Este 14 de diciembre, Tercer Domingo de #Adviento2025, es el llamado domingo de Gaudete, que en latín quiere decir “¡alegraos!”, “¡alégrense!” o “¡estad alegres!”. Con esta oración podemos encender la tercera vela de la corona de Adviento:
TODOS: En el nombre del Padre, del Hijo y del Espíritu Santo. Amén.
MONITOR: Nuestro auxilio es el nombre del Señor.
TODOS: Que hizo el cielo y la tierra.
MONITOR: Estamos ya en la tercera semana de Adviento: aumenta nuestra alegría y nuestro júbilo por la venida del Señor Jesús, que está cada vez más cerca de nosotros. Empecemos nuestra oración cantando VEN PRONTO SEÑOR (u otro canto apropiado).
TODOS CANTAN:
1.- ¡Oh Pastor de la Casa de Israel!,
trae a tu pueblo la ansiada salvación.
Verbo Eterno de la boca del Padre,
fuiste anunciado por labios de profeta.
¡VEN PRONTO, SEÑOR!
¡LLEGA, OH SALVADOR! (2v)
¡VEN, SEÑOR JESÚS!
¡VEN, LIBERADOR!
¡CIELOS, LLOVED VUESTRA JUSTICIA!
¡ÁBRETE, TIERRA,
HAZ GERMINAR AL SALVADOR! (2v)
2.- El clamor de los pueblos se levanta.
Hijo de David, las naciones te esperan.
Queremos la llegada de tu Reino.
Ven a liberar del pecado a los pueblos.
3.- Emmanuel, Salvador de las naciones,
eres esperanza del pueblo peregrino.
Sol naciente, esplendor de la justicia,
Tú nos salvarás con tu brazo poderoso.
MONITOR: Hoy, vamos a encender la tercera vela de nuestra corona de Adviento. El Señor está más cerca de nosotros y su luz nos ilumina cada vez más. Abramos nuestro corazón, muchas veces oscurecido por las tinieblas del pecado, a la luz admirable del amor de Dios.
LECTOR: Lectura tomada del Evangelio según San Lucas:
«La gente le preguntaba: "Pues ¿qué debemos hacer?". Y él les respondía: "El que tenga dos túnicas, que las reparta con el que no tiene; el que tenga para comer, haga lo mismo". Vinieron también publicanos a bautizarse, y le dijeron: "Maestro, ¿qué debemos hacer?"

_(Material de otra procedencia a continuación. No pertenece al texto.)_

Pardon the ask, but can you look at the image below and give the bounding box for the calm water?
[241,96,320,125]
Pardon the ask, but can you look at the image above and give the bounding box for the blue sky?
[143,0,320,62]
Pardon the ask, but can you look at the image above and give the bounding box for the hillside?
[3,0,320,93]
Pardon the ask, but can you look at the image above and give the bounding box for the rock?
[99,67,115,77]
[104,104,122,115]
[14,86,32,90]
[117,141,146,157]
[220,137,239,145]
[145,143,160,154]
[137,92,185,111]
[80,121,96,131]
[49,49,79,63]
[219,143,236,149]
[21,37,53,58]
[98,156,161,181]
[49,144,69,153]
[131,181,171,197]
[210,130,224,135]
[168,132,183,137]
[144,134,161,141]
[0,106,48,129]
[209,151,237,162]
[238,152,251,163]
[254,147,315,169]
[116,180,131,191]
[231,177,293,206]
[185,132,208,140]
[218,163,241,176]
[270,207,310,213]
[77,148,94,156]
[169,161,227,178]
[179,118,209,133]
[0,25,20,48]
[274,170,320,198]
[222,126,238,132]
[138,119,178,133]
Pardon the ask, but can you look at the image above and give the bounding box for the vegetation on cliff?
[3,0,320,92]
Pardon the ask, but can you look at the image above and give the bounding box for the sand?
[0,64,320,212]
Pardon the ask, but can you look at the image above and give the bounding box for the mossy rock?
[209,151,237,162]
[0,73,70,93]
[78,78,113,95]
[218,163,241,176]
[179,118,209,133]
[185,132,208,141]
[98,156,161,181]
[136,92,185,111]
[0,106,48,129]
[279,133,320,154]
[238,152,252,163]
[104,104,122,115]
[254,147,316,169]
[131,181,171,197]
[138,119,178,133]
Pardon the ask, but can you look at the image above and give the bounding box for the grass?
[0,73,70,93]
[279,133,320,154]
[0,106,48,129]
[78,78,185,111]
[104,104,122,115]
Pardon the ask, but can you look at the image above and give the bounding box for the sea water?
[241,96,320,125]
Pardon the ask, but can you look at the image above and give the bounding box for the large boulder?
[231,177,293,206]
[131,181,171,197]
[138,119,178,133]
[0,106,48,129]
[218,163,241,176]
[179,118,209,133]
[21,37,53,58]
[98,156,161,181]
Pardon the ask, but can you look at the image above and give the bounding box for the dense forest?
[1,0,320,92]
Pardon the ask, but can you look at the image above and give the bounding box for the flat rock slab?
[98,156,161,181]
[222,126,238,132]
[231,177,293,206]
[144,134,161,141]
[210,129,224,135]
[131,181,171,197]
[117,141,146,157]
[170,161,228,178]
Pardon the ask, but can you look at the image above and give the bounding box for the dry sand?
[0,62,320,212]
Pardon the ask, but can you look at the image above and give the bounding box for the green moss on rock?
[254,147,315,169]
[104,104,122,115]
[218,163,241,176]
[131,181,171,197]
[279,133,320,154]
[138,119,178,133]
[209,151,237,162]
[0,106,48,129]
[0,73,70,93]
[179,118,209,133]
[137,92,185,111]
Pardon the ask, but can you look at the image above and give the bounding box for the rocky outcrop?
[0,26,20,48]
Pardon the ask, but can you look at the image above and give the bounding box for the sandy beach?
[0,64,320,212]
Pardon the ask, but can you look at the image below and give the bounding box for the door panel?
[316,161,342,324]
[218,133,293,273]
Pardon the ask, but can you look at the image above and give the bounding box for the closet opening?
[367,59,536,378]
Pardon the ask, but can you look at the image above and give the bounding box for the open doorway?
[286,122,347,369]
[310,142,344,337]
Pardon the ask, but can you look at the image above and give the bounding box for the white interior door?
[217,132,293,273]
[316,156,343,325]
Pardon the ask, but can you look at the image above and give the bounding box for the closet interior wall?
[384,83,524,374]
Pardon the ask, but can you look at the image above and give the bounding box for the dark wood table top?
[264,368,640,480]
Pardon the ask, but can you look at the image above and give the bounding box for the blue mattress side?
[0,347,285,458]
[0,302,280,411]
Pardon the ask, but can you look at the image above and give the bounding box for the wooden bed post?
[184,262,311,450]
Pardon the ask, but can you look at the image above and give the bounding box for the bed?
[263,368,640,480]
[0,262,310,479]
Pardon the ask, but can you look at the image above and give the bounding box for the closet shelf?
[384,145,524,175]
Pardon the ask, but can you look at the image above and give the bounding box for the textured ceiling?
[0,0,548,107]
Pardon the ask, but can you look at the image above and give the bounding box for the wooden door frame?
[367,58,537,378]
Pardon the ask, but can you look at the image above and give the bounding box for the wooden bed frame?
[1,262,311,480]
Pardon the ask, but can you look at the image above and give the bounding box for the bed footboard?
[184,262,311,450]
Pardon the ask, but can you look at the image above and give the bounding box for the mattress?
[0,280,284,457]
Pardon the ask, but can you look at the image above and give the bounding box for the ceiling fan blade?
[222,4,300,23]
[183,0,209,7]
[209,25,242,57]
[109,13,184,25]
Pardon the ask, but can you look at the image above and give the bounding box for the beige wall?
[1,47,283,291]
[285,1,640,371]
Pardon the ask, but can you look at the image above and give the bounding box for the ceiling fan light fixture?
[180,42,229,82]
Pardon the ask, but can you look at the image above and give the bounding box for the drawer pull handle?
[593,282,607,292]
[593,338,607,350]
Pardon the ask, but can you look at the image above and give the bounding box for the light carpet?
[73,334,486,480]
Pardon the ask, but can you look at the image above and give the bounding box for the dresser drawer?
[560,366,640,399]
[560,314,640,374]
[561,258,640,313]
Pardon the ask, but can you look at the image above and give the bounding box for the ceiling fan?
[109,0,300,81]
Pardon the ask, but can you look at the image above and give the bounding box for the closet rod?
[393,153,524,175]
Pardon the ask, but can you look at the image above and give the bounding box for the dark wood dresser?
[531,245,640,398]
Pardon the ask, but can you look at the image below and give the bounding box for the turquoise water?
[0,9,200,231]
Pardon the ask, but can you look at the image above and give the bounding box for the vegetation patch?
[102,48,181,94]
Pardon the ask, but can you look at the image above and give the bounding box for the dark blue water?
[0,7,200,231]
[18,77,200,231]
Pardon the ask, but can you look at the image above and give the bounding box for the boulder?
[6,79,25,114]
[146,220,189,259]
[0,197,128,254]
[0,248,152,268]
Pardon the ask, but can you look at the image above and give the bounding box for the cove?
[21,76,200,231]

Él les dijo: "No exijáis más de lo que os está fijado". Preguntáronle también unos soldados: "Y nosotros ¿qué debemos hacer?". Él les dijo: "No hagáis extorsión a nadie, no hagáis denuncias falsas, y contentaos con vuestra soldada". Como el pueblo estaba a la espera, andaban todos pensando en sus corazones acerca de Juan, si no sería él el Cristo; respondió Juan a todos diciendo: "Yo os bautizo con agua; pero viene el que es más fuerte que yo, y no soy digno de desatarle la correa de sus sandalias. Él os bautizará en Espíritu Santo y fuego. En su mano tiene el bieldo para limpiar su era y recoger el trigo en su granero; pero la paja la quemará con fuego que no se apaga". Y, con otras muchas exhortaciones, anunciaba al pueblo la Buena Nueva» (Lc 3,10-18).
MONITOR: (Encendido de la vela de la corona correspondiente a la semana)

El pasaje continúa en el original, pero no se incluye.